From the Editors

A crushing lack of humanity

Both Apple’s “Crush” ad and Catholic Answers’ AI priest alarmed people. There’s some hope in that reaction.

Ametronome ticks as a Cher record spins to life on a turntable. The camera pulls back to reveal these objects arranged neatly on a hydraulic press—along with a trumpet, a piano, a guitar, analog cameras, cans of paint, leather-­bound journals, old computer monitors, and even a stack of foam emojis. As the press plate lowers, the trumpet is crushed, the paint cans burst, and the camera lenses shatter. The emoji often used to convey a sense of stunned embarrassment is caught at the edge of the press, wide eyes bulging as its pink cheeks are squashed into oblivion, pulverized with all those older tools of expression in a final blast of dust and detritus. When the press opens, we see the debris has disappeared—or rather, it’s been compressed and packaged neatly as the thinnest, lightest, most powerful iPad yet. A disembodied hand offers it to the viewer as Cher sings, “All I ever need is you.”

Apple no doubt intended this ad, called “Crush,” as a vision of vast creative possibility in a lightweight, portable package. Viewers, however, experienced it as a dystopian nightmare tapping into their worst fears about tech. Watching a machine grind the tools of human creativity into dust made some people viscerally ill.

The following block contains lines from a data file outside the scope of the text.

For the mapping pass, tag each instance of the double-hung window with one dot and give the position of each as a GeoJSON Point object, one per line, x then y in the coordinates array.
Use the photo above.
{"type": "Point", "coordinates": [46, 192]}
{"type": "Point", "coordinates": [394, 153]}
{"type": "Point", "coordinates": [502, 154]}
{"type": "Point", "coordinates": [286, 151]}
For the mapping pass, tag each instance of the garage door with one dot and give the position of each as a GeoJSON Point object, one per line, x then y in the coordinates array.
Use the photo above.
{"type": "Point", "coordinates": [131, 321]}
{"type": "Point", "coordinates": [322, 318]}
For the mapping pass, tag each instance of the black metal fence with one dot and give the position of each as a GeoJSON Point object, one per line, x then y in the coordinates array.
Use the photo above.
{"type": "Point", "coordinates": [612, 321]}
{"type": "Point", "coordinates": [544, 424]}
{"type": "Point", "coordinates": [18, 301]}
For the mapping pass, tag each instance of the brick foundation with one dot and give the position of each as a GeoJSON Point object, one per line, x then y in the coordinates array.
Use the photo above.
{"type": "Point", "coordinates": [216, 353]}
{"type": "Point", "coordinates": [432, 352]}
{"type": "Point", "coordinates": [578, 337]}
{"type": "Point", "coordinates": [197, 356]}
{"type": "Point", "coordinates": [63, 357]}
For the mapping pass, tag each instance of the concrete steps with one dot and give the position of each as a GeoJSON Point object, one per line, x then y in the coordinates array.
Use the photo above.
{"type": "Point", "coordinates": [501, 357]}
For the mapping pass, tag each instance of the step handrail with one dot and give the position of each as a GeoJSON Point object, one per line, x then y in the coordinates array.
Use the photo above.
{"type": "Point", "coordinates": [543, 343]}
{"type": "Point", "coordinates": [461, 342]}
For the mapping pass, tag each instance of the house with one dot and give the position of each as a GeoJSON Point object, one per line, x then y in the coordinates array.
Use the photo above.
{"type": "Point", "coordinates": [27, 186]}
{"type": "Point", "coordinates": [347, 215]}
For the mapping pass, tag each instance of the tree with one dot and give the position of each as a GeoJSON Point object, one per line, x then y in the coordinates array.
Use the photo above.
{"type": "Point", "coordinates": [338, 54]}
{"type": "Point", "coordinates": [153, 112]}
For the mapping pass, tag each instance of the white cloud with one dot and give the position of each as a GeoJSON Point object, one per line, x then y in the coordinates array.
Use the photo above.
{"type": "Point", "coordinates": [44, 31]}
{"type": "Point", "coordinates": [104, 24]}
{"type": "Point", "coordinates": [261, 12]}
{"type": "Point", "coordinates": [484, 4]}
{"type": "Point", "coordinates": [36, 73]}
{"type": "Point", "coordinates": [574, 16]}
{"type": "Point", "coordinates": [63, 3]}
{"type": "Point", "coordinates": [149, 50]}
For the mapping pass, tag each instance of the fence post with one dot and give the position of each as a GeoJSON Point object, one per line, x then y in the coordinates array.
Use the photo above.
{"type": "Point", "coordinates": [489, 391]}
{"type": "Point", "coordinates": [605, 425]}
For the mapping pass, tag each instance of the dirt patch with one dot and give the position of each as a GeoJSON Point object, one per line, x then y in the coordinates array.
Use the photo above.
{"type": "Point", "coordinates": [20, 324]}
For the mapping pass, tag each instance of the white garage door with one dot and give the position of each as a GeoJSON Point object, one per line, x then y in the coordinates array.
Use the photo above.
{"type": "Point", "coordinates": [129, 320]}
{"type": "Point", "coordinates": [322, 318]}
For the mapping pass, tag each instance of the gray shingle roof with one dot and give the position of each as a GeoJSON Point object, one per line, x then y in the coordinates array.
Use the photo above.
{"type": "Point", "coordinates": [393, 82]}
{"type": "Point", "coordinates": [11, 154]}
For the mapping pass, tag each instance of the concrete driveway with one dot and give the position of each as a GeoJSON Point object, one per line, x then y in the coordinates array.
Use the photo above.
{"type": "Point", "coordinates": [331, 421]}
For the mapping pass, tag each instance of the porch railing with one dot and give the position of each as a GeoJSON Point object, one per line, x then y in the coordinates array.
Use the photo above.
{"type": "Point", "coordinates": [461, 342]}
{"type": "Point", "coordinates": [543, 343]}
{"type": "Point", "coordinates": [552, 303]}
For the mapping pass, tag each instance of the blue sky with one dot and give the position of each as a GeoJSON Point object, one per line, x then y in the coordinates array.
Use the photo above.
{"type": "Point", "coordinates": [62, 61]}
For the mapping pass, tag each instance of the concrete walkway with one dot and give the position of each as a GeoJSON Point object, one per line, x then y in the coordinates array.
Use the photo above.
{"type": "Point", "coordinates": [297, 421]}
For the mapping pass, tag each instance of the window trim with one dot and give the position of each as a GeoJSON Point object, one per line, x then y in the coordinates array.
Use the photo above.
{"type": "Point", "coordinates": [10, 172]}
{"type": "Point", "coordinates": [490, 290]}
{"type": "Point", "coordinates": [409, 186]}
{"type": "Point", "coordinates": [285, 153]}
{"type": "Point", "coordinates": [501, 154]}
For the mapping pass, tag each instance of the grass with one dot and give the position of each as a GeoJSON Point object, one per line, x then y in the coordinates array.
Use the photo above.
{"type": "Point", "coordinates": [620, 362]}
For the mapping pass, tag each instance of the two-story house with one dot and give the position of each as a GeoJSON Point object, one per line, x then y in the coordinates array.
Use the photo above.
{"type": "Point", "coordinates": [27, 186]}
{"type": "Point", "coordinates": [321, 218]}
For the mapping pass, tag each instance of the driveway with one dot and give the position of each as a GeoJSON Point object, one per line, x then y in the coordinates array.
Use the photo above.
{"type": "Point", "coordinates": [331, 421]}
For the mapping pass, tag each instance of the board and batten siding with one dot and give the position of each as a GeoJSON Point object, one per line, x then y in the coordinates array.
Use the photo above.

In response, Apple pulled the ad and apologized.

Elsewhere, Catholic Answers—a popular apologetics website and owner of the domain—debuted an AI bot named Father Justin. A 3-D avatar in a Roman collar, Father Justin was trained on vast stores of Catholic doctrine to address common questions such as the difference between mortal and venial sin. But soon he claimed he’d been ordained by a human bishop and could witness the sacrament of marriage and grant absolution through the sacrament of reconciliation. Like ChatGPT helping our columnist Melissa Florer-Bixler write a sermon, Father Justin’s answers seemed to come “from everywhere and nowhere” (see “A pulpit without a context”).

The response of physical and spiritual revulsion was swift among both progressive and conservative Catholics, who experienced a rare moment of unity in their horror at the idea of having their sins heard—and absolved—by a string of code. Catholic Answers promptly laicized Father Justin, who is now just “Justin the virtual apologist.”

The public response to both the iPad ad and the AI priest exposed a deep aversion to the outsourcing of our souls to big tech. In “Crush,” when Cher sings “I’m down and all alone,” we are primed to recognize the tools of creation as the touchpoints that will in some way soothe our alienation, restoring us to communion with humanity. Instead we see destruction that leads to a deeper loneliness, embodied in the razor-thin profile of the iPad’s black mirror. The total removal of the tactile experiences of creativity proved a step too far.

So did Father Justin’s offer of robo-absolution. Confession, like creative expression, is a vulnerable act that restores one to the community; that’s why it’s called the sacrament of reconciliation. The priest stands in as representative of Christ and the church, something Catholics believe code can’t do.

Though “Crush” and Father Justin might have confirmed some techno-pessimists’ fears for our future, the public’s swift rejection of both is a sign of hope. When offered human experiences without humanity, the answer was a resounding no.